2021 ESA Annual Meeting (August 2 - 6)

A general theory for the dynamics of socially-structured populations

On Demand
Brian A. Lerch, University of North Carolina at Chapel Hill;
Background/Question/Methods

Properly accounting for population structures is essential for understanding population dynamics. Though this has been shown repeatedly (e.g., in metapopulation ecology and epidemiology), there has been less theoretical development for socially-structured populations (i.e., populations in which individuals are members of stable social groups). Nevertheless, socially-structured populations are likely to have rich dynamics because social groups themselves can rearrange, multiply, and collapse due to between-group processes such as fissions, fusions, and migration. These processes are known to be important for socially-structured populations, but a general, flexible mathematical framework that can account for a wide range of nonlinear between-group processes is lacking. We develop such a framework in the form of two mathematical models that are adapted from the group selection literature. The models track the number of groups of a given size and detail the way that births, deaths, and between-group processes change the group-size distribution. Formally, the models are a Markov chain that incorporates demographic stochasticity, known to be important for socially-structured populations, and its deterministic limit.
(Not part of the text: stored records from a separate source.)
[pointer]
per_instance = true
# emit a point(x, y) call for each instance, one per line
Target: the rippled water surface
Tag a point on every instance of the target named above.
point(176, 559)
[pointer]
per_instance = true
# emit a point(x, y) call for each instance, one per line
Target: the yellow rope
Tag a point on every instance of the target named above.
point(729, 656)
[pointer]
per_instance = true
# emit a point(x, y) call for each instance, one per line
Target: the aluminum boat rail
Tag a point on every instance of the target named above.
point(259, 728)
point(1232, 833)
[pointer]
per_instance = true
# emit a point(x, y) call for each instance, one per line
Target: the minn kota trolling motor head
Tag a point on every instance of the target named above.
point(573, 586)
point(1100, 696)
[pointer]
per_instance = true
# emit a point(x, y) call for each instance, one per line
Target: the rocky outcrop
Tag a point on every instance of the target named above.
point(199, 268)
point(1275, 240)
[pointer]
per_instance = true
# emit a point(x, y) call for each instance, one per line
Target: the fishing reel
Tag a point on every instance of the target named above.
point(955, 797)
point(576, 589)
We use these models to show the way that between-group processes alter 1) group and population growth rates, 2) the distribution of group sizes, and 3) extinction risk.

Results/Conclusions

We show that both between-group processes and within-group density dependence (e.g., whether groups grow according to logistic growth or an Allee effect) are vital for understanding the dynamics of socially-structured populations. Between-group processes predictably alter the group size distribution. The effect of this altered distribution is determined by within-group density dependence. Ultimately, this interaction facilitates the way that between-group processes affect population growth and extinction risk. A particularly illuminating example of this feedback is the case of group fissions. With groups growing according to logistic growth, fissions produce more, smaller groups that have greater potential to grow and thus lead to an increase in population growth and a decrease in extinction risk. However, when groups have an Allee effect, fissions can increase the proportion of groups below the Allee threshold, resulting in a heightened extinction risk.